The Hong Kong Big Buddha
You probably seen in brochures tucked somewhere in the airport, magazines or TV shows. The Hong Kong Big Buddha is a must visit attraction. The actual name of it is Tian Tan Buddha and it is located in Ngong Ping, Lantau Island. You can go to the island via ferry, car or train. The best way to travel there by train and then taking a cable car to go up to the mountain (Ngong Ping) to visit the Tian TanBuddha.
If you are planning to visit Tian Tan Buddha, prepare for to spend a day. Taking public transportation to there will take some time you might want to spend some time on Ngong Ping (and its surrounding area) or at Citygate, Hong Kong Famous Brand Outlets.
(Citygate Outlets / Tung Chung MTR Station)
Firstly, you need to go to Tung Chung on Lantau Island. You can take bus or train (MTR). The easiest way is by MTR and exit at Tung Chung station. The Tung Chun station is located at the basement of Citygate Outlets Complex. The Tung Chung line is the same MTR line to Disneyland.
(Ngong Ping Cable Car Station)
After exiting Citygate complex, you walk across the road and there are directions that guide you to the Ngong Ping Cable Car. There are three cable car options, the normal cabin, crystal cabin (comes with see thru glass flooring) and private cabin. Prices differ depending on cabins.
(Ngong Ping Cable Car, can you spot the Big Buddha?)

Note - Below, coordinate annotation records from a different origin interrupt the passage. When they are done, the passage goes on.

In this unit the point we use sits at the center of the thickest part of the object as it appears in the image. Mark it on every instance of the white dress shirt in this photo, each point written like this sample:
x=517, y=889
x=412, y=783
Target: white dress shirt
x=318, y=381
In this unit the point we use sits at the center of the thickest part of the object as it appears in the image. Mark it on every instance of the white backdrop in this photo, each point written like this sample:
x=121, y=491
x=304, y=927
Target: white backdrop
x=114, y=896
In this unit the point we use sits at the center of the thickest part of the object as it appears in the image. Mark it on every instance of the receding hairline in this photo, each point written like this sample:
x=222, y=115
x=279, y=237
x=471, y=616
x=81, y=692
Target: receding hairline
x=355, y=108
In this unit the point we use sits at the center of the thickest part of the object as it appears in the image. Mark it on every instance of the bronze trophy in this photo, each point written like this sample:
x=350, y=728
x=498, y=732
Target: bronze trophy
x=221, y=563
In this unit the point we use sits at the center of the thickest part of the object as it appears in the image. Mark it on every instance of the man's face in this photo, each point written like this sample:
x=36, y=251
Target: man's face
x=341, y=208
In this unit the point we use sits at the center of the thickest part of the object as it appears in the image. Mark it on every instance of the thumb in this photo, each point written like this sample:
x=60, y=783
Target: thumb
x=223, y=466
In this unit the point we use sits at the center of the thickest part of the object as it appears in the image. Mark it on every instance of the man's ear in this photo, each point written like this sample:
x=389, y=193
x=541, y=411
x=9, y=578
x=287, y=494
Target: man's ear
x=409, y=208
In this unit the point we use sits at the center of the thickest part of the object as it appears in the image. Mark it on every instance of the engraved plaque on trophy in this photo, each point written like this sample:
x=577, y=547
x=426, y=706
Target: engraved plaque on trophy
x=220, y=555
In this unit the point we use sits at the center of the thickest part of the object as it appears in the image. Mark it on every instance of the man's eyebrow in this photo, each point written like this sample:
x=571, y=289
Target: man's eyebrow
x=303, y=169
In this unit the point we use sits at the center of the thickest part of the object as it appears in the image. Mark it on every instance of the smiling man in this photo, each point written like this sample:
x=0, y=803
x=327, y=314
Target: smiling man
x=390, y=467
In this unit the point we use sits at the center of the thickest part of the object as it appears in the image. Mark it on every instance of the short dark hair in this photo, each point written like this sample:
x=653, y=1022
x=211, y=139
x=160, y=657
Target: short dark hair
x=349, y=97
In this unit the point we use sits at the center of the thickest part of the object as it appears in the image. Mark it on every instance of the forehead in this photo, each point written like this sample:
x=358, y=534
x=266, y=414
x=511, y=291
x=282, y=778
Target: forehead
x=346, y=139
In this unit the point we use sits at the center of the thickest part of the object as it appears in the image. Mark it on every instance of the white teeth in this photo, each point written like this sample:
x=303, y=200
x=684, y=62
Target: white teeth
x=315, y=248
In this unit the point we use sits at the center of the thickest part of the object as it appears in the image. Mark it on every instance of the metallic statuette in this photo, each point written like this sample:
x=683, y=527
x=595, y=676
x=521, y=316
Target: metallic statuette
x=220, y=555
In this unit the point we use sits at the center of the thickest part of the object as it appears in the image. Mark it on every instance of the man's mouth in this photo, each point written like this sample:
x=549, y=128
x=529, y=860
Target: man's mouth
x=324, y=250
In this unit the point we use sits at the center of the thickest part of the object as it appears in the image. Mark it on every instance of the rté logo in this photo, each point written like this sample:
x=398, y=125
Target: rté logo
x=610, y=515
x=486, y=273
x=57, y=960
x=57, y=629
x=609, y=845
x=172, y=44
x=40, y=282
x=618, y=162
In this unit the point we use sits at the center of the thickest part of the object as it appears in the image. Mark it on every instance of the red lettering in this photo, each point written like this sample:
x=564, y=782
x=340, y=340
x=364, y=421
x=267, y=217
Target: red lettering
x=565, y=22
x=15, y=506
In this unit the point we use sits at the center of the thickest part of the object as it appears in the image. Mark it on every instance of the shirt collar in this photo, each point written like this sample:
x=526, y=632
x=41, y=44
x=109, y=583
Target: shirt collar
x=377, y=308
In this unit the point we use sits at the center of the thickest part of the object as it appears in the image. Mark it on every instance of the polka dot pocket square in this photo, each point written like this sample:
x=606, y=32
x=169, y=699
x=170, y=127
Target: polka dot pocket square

Ngong Ping Cable Car Opening Hours:
Weekdays: 10:00am – 6:00pm
(Ngong Ping Tourist Village)
You will reach Ngong Ping tourist village. They have activities there or you continue your journey up to the mountain. You can see the big Buddha at this point and as you walk up, you will pass by Ngong Ping famous mountain water “tau fu far” (beancurd dessert) stalls.
(Ngong Ping Tau Fu Far Stalls)
I’m not sure which is the best stalls but there is no harm trying. The tau fu far was good and refreshing.
With a brisk walk, you will reach the foot of the Tian Tan Buddha. At this point, it is just a couple of hundred of steps in between you and Tian Tan Buddha. To be exact, there are 240 steps. If you don’t believe me, you can count them.
(240 steps to the top? No problem!)
The statue is named Tian Tan Buddha due to its base that is a model of the Altar of Heaven or Earthly Mount of Tian Tan, the Temple of Heaven in Beijing. It is one of the five large Buddha statues in China.
When you called it big, it is big. The Buddha is 34 metres tall and weighs 250 metric tons and it is the world’s tallest outdoor bronze seat Buddha prior to 2007. It is said that it can be seen as far as Macau on a clear day.
Beneath the Buddha statue, there are three halls. They are named as The Hall of Universe, The Hall of Benevolent Merit, and The Hall of Remembrance. Within the halls, there is a relic of Gautama Buddha (alleged some his cremated remains).
However, I didn’t manage to go into the halls as I went there late. The view from the top is breathtaking and it is hard to believe that there are still so much green left in this part of Hong Kong. If you have not visited the Big Tian Tan Buddha, you should allocate a day away from the bustling city of Hong Kong.